International career
- Lithuania U21 / 8 / (0)
- 2006: Lithuania / 2 / (0)

= Mindaugas Malinauskas =

Lithuanian footballer and coach

Mindaugas Malinauskas (born 11 August 1983 in Vilnius) is a retired Lithuanian football goalkeeper and current goalkeeper coach of FK Riteriai.

Malinauskas has made two appearances for the Lithuania national football team.

==Career==
Malinauskas started his career with Zalgiris Vilnius debuting in the 2004 season.
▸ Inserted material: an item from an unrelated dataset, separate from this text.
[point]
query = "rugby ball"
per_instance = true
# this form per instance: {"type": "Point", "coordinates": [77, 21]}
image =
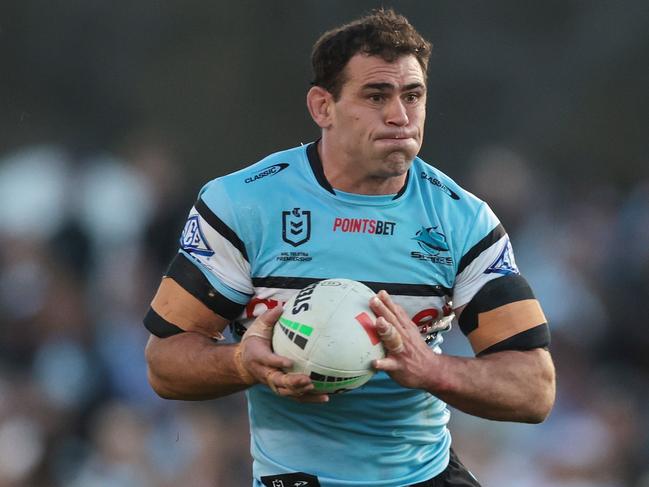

After a two-year spell with FBK Kaunas he moved to Latvia, signing for FC Tranzit in 2009. He then played in Hungary for two years and in 2012 he returned to the A Lyga.

===Later career===
In 2017, Malinauskas returned to his hometown, Vilnius, and joined FK Panerys (2017). He was also hired as a goalkeeper coach for Futbolo Mokykla „Ateitis“, a football school in Vilnius. He later played for FK Nevėžis Kėdainiai (2018–19), FM Ateitis (2019) and Rings-Avelita (2019) before retiring at the end of 2019.
In January 2020, 36-years old Malinauskas was hired as goalkeeper coach at FK Riteriai.